Stella and I would like to lie around the 21st-floor room and take another jacuzzi, then read by the fireplace, but C is worried about road conditions on the way to Toledo, so we are up and into the icy car by 9:30am. Getting back into the USA presents a few minutes of unpleasantness, due only to the supercilious self-importance of the small-minded civil servant manning the immigration post on the US side of the Rainbow Bridge. He knows the regulation that a passport actually be current does not begin until June, but wants to force us to A. squirm, and B. leave the window open long enough to thoroughly re-chill the car. So he toys with us just a little, like a cat with an injured mouse. Clearly, this Mr Immigration Dude is cut from a different cloth than my festive buddies of yesterday.

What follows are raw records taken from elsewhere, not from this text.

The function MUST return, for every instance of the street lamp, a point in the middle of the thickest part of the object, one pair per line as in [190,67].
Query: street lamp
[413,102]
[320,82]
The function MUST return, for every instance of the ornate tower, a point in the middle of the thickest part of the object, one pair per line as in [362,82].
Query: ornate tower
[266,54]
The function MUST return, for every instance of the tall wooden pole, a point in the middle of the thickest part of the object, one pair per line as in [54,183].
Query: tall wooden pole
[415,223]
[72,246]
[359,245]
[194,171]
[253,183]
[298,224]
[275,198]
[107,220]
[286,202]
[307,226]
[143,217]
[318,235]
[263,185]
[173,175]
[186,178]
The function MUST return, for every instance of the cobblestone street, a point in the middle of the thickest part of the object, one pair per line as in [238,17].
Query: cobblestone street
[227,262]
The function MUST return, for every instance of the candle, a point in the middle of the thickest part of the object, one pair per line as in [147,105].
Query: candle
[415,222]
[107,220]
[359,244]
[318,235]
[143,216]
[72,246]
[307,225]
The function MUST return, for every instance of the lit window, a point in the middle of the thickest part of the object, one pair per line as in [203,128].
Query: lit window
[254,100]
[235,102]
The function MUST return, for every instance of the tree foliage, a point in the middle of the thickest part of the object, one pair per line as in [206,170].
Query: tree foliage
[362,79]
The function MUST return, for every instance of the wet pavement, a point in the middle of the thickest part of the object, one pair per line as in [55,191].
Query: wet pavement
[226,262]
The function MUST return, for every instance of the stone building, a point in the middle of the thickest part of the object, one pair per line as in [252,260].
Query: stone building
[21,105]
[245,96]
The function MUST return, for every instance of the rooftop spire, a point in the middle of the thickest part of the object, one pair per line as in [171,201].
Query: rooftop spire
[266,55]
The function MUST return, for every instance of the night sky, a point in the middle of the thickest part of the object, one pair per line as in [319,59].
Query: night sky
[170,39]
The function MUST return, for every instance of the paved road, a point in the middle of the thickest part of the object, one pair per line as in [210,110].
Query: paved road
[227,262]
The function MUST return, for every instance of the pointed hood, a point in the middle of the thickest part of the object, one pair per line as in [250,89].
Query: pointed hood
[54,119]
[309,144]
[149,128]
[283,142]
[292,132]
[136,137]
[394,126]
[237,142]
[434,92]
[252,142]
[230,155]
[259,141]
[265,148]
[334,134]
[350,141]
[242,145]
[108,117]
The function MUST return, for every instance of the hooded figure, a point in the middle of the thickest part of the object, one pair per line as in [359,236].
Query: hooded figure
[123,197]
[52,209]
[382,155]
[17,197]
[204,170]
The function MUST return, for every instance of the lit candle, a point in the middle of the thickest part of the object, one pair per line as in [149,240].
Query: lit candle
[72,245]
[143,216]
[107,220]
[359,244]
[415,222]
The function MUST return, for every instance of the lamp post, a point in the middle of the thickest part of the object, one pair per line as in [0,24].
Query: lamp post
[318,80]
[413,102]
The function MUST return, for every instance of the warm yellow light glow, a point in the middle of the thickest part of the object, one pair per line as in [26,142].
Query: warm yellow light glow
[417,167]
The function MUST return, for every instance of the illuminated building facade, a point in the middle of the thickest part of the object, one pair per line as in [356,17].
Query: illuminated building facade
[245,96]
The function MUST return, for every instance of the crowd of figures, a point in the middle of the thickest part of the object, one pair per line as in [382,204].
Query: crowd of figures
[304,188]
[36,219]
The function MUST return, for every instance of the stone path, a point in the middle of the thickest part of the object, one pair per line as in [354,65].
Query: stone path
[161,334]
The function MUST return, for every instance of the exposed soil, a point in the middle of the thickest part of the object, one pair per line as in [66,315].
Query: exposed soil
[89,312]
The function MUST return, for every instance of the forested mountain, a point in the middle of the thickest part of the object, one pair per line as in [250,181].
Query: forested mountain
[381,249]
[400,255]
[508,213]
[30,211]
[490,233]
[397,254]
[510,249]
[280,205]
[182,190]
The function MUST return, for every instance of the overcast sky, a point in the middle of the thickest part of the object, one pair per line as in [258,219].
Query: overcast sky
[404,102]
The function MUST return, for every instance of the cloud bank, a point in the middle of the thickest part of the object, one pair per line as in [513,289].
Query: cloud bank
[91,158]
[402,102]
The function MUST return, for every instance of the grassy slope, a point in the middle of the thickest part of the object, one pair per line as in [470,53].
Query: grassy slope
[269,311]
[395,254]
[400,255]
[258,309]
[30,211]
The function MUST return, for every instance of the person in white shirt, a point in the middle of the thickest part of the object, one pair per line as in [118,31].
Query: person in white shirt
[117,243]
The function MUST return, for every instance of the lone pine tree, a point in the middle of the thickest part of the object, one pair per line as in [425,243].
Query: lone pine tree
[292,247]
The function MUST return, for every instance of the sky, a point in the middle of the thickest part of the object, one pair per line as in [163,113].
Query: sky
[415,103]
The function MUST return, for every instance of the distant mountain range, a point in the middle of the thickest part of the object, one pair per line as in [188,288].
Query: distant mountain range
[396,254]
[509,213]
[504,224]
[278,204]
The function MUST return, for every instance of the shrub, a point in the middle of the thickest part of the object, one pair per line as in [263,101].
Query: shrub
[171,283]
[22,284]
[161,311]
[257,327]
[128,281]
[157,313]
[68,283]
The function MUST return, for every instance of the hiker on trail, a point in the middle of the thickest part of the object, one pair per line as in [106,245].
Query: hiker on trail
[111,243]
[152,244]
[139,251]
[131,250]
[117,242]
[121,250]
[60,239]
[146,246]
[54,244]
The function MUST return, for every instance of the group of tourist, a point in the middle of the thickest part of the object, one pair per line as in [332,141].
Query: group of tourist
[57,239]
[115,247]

C begins driving, because the road looks like arctic tundra and the wind is starting to pick up. I am left to mourn the reality of last night’s supper, the first official sustenance of this roadtrip (car-snacks—smoked almonds, an exquisite upstate NY Macoun apple, and dried cranberries—don’t count). Though I always research creative, non-chain dining options for each night’s destination, conditions on the ground in Niagara Falls were not conducive to leaving the building we’d fought so hard, yesterday, to reach. So we headed down to the 13th floor to the “Fallsview” restaurant (“floor-to-ceiling windows! Views of the multi-colored falls!”) From our table, we could feast our eyes on the next door ferris wheel, gaudily lit, and the nine or twelve hulking Indian Casino-style buildings within our viewshed. Sadly, we could not feast on anything else. Oh yes, there was a large, sneeze-guarded buffet, well-stocked with faux crab, bacon bits, and the kind of olives I used to love to stick my fingers into when I was ten years old and haven’t eaten since. Not really Roadfoodie’s, um, thing. All three of us were jacuzzied and in bed by 8:19pm.

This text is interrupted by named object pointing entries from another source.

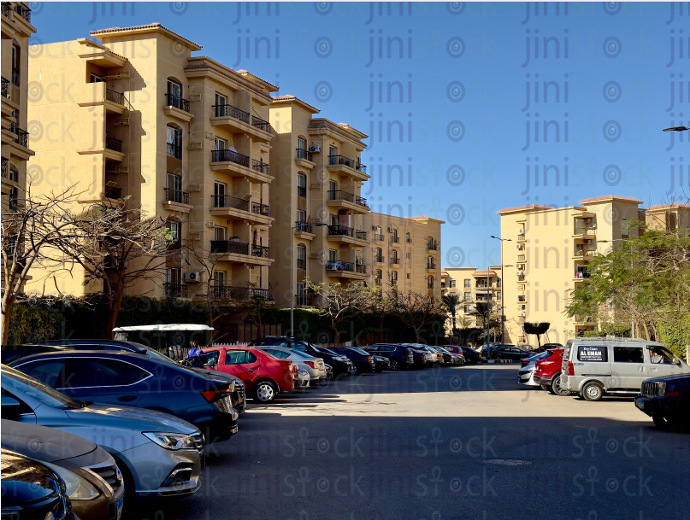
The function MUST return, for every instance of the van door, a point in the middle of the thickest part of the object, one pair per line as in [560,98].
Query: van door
[628,368]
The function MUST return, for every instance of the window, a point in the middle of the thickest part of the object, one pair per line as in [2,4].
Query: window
[239,357]
[301,256]
[95,372]
[628,355]
[301,185]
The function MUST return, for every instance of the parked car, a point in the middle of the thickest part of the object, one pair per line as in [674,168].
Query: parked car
[362,360]
[31,490]
[315,367]
[118,377]
[92,479]
[159,455]
[339,363]
[399,355]
[666,400]
[262,374]
[238,395]
[594,367]
[547,373]
[526,372]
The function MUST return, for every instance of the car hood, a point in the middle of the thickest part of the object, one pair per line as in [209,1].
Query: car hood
[47,444]
[130,418]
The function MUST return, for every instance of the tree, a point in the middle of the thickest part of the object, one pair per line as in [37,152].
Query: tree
[451,301]
[118,247]
[416,310]
[32,229]
[337,301]
[537,329]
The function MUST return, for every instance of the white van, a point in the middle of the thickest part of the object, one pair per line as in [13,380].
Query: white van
[593,367]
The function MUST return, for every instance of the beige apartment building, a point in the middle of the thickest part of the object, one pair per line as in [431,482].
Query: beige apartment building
[16,151]
[547,257]
[187,138]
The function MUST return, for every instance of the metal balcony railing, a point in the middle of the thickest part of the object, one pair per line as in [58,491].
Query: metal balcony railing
[230,111]
[259,123]
[260,209]
[177,102]
[260,166]
[304,154]
[174,195]
[114,96]
[112,143]
[229,156]
[230,201]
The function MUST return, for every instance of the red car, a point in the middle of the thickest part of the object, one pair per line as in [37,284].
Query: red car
[547,372]
[263,375]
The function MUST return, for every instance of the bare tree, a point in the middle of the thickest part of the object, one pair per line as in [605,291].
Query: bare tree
[32,229]
[337,301]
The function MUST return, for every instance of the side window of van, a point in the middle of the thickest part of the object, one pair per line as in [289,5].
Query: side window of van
[628,355]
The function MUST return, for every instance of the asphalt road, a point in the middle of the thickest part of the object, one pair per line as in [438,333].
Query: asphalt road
[450,443]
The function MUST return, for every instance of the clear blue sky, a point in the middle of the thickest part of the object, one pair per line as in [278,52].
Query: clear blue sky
[454,80]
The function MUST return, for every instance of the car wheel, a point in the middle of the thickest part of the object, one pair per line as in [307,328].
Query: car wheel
[592,391]
[265,391]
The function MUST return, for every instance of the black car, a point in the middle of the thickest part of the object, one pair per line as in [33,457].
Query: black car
[31,491]
[339,363]
[239,398]
[124,378]
[400,357]
[362,360]
[666,400]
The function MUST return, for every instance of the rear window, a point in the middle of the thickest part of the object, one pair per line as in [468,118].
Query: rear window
[592,353]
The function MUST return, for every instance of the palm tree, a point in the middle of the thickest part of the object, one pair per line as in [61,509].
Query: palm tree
[451,301]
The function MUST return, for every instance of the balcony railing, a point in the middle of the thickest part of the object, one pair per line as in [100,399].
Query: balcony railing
[114,96]
[304,154]
[175,290]
[113,144]
[229,156]
[179,196]
[174,150]
[259,123]
[260,166]
[22,138]
[303,227]
[112,192]
[230,201]
[177,102]
[230,111]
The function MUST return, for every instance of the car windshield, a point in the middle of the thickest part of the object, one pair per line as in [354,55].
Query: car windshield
[15,382]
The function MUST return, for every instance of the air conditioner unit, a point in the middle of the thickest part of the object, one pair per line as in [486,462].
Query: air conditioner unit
[192,277]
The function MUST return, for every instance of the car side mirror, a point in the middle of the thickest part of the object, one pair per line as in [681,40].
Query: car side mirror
[10,407]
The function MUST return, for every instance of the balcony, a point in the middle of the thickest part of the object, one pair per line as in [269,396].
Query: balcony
[346,200]
[175,290]
[346,166]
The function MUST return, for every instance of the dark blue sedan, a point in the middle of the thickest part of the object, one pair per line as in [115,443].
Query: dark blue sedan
[124,378]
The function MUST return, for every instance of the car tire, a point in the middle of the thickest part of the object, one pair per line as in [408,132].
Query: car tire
[592,391]
[265,391]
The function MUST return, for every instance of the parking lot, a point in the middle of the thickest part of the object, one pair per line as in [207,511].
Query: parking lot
[438,444]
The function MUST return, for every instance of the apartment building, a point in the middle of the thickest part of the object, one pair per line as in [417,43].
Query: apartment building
[182,136]
[404,252]
[546,257]
[16,151]
[320,233]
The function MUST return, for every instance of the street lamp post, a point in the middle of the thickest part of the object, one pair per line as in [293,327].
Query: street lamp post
[503,290]
[292,278]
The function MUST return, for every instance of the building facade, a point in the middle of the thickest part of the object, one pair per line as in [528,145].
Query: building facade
[547,257]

In short order, we begin to see cars and trucks not only spun out by the side of the road and in the median, but actually in the acts of spinning out. The windshield fluid issue has now become more about survival than simple irritation, so we de-road in Lackawanna and look for a friendly gas station. In fact, co-gassing next to a nice north-country-rugged kind of guy, we mention our little problem. He takes one look under the hood and pronounces that the line was pinched, and releases it. Suddenly, we have spray! C is muttering darkly to himself, something to the effect that he should have caught this. I am busy appreciating his artistic side. No man can be all things and, given the choice, how long would I last with a Mr North-Country? Would such a guy tolerate my 1000 cookbooks, my love of traveling, (my two ex-husbands)?

In the end, I never drive today, because it is waaay too scary out there. My own supremely capable guy spends a harrowing 7 1/2 hours driving 320 miles. By the time we arrive safely at his sister Nancy’s festively-lit, cosy and lovely new home, he is very, very tired. Stella, although she did nothing but ride, also seems exhausted. She makes herself right at home.

Now we will stop for a few days, raise more than a few glasses and forks, eat and cook and laugh, open presents, sit by the fire, and toast to a new president and a new season of hope. Whew.